Bienvenue à Mirebeau en Poitou.

"Le Passé m’est tellement Présent à l’esprit, qu’ici, il s’offre un Avenir… "
Parole de Farfadet.


Publié le par FARFADET 86
Publié dans : #Patrimoine

Charroux-blasonCette fin du Xème siècle est marquée par les œuvres guerrières des seigneurs belligérants, des envahisseurs Normands et Hongrois qui mettent à mal les restes de l’Etat Carolingien, infligeant aux populations d’innommables sévices, massacrant, violant, et pillant.

La guerre est la priorité pour tous ces seigneurs petits ou puissants, une raison d’être et d’agir pour estimer sa valeur, au cours de combats à répétitions, entre châtellenies voisines …

Dans ce tumulte né de l’avidité de prouesses autant que de biens, les paysans, les clercs, tous ceux qui ne portent pas d’armes, ont à endurer les saccages, les incendies, les maltraitances de toutes sortes, les exécutions sommaires et sauvages.

A l’aristocrate, le droit de faire parler les armes sans aucune retenue, d’imposer force plus que courage, sans avoir à subir d’autres représailles que celles de ses ennemis… De ceux-ci, protégés par les hauts murs de leurs châteaux, hébergeant et entretenant des hordes guerrières assoiffées de sang et de butin, ces seigneurs, à chacune de leurs incursions en domaines étrangers, accomplissent leurs forfaitures, n’ayant de compte à rendre ni à Dieu ni à diable… Quant à leurs soudards, eux, ne renoncent jamais à perpétrer leurs saccages et leurs meurtres jusque dans les églises où, fuyant terres et hameaux, les populations assaillies, viennent se réfugier …   

 

Dans un tel climat de violence et de désordre, l’autorité ecclésiastique du moment entrevoit la nécessité de réglementer ces combats incessants afin d’atténuer les actes de barbaries qui en résultent…

 

De la cartographie de l’époque il convient de se représenter ce qu’était la province Aquitaine née de la civilisation Romaine en Gaule, par autorité de l’empereur Auguste, entre l’an 13 et 16  avant J.C. Gallia Aquitanica est alors une région importante qui couvre l’ensemble des territoires s’étendant entre la Loire et les Pyrénées dont, à l’origine, Saintes est la capitale puis, au IIème siècle, Poitiers. En 297 Dioclétien scinda cette vaste province en Aquitaine Première, ayant Bourges pour capitale et Aquitaine Seconde dont Bordeaux devient la capitale au détriment de Poitiers.  

Les subdivisions existantes, telles que les Civitas, donnent naissance aux diocèses tandis que les Provincias les regroupant, deviennent archevêchés.
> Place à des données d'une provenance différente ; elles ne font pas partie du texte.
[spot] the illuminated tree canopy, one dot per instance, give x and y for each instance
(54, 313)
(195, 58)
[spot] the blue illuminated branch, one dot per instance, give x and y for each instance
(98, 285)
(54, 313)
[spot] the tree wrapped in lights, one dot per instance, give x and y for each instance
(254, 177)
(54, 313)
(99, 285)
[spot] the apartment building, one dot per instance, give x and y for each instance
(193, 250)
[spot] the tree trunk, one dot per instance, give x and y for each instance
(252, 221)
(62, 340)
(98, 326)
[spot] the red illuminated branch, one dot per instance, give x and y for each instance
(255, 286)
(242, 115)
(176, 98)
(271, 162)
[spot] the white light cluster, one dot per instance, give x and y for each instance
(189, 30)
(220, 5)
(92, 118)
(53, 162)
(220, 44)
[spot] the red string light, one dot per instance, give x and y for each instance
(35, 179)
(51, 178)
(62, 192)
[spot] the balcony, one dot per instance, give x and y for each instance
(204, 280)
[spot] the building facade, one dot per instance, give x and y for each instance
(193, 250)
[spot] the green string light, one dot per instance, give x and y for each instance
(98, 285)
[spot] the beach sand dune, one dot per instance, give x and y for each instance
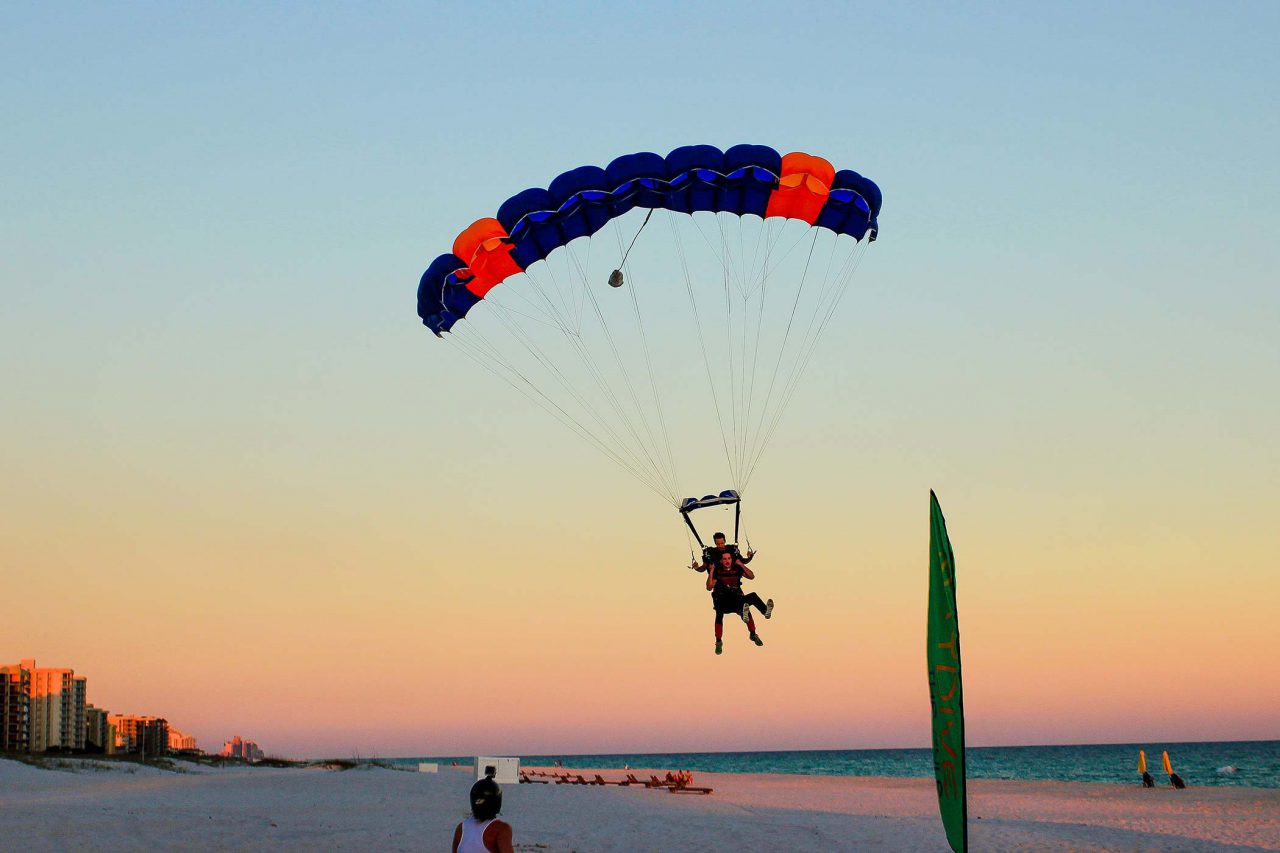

Cela ne va pas sans engendrer quelques tensions entres certains épiscopats et leur tutelle au niveau de l’archevêché quant aux revendications d’autorité sur certains diocèses.
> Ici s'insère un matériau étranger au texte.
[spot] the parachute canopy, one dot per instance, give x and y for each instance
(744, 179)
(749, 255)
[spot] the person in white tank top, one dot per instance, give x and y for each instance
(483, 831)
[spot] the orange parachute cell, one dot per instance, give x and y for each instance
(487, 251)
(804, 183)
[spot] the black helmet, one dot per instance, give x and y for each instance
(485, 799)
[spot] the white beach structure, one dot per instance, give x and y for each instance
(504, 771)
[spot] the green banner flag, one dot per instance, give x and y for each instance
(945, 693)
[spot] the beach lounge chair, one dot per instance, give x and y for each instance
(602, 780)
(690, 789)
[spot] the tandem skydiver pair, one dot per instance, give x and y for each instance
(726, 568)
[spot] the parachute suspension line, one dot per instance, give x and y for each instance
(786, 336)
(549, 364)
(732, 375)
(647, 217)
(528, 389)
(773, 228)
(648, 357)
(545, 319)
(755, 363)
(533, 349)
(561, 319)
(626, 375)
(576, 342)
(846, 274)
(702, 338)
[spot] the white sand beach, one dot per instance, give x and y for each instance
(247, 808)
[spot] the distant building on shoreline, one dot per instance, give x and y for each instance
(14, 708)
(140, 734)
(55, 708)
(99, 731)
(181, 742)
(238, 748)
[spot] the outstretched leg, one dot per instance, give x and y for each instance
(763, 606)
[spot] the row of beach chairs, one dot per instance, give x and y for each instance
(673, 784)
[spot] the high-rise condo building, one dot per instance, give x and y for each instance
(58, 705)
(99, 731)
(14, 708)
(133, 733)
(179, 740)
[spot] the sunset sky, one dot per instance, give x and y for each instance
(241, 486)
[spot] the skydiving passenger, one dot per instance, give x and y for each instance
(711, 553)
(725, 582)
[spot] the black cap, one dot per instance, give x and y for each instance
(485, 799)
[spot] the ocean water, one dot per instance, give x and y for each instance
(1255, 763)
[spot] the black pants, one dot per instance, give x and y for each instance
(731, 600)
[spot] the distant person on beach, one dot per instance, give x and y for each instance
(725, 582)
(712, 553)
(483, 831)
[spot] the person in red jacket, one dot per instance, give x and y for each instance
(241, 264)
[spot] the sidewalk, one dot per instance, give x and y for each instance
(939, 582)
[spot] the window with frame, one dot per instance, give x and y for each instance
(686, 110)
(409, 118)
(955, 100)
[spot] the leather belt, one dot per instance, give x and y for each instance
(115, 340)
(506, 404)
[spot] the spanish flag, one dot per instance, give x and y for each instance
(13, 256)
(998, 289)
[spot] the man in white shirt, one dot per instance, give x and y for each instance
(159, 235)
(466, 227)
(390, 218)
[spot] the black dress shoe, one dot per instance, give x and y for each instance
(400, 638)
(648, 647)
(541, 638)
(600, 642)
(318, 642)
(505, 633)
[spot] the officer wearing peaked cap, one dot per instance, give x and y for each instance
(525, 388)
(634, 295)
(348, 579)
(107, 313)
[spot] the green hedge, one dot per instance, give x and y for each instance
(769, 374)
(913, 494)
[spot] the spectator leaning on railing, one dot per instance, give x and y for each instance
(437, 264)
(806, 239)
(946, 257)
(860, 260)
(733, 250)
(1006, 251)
Au moment du concile de Charroux, l’archevêque de Bordeaux considère que tous les évêques rassemblés là, le sont sous sa férule … 

 

Quelles raisons font que Charroux est choisi comme lieu où doit se dérouler ce Concile ?

File1374.jpgEn premier lieu, le contexte qui fait que depuis l’an 975, les guerres entre Géraud, Vicomte de Limoges et Boson-le-Vieux Comte de la Marche ont mis à mal la région, maltraitant, par le fait, les populations environnantes. Il fallu l’arbitrage de Guillaume Fierebrace, Comte de Poitou et Duc D’Aquitaine, favorable au parti de Limoges, pour venir à bout des prétentions de Boson-Le-Vieux …

Mais, la raison déterminante qui élit Charroux pour cet événement exceptionnel, tient à l’importance de l’abbaye et au rayonnement qu’elle exerce, déjà à cette époque, sur le monde Chrétien. (Lire l’article sur le blog : « Charroux et sa tour Charlemagne ») 

En outre L’abbaye de Charroux détient des reliques prestigieuses, tel un fragment de la Sainte Croix,  qui attirent de nombreux pèlerins lesquels, en route vers Compostelle, n’hésitent pas à quitter la voie romaine désignée comme Via Turonensis pour, depuis Saint Benoît, gagner Charroux par le Villedieu et Gençay. Les dons faits par ces pèlerins à L’abbaye en augmentent la richesse et par conséquent sa prépondérance sur bien d’autres centres ecclésiastiques.

Ainsi, à la fin du mois de Mai de l’an 989, les évêques de l’Aquitaine Seconde se rassemblent à Charroux  sous la présidence de l’Archevêque de Bordeaux.

 

Le texte du Concile ( traduction) : 

« Au nom de Notre Seigneur et Sauveur Jésus Christ, confortés par les décisions synodales de nos prédécesseurs, moi, Gombaud, archevêque de l’Aquitaine Seconde, et tous les évêques de la province, nous nous sommes réunis aux calendes de Juin dans l’abbaye qui depuis longtemps est appelée Charroux. Tant les évêques que les religieux, les clercs et aussi les fidèles de l’un et l’autre sexe, nous avons  imploré l’assistance de la bonté divine, afin que, nous qui savons combien la longue attente  de ce concile a vu pulluler  chez nous de funestes mœurs, nous nous attachions, avec l’aide de la Grâce d’En-Haut, à extirper ce qui est nuisible et à planter ce qui est utile. Nous donc, spécialement réunis au nom de Dieu, nous avons décrété ce qui a été exprimé en clair ainsi :

-          Anathème contre les violeurs d’églises. Si quelqu’un a violé une église sainte ou a pris quelque chose par la force, à moins qu’il ne soit venu à réparation, qu’il soit anathème.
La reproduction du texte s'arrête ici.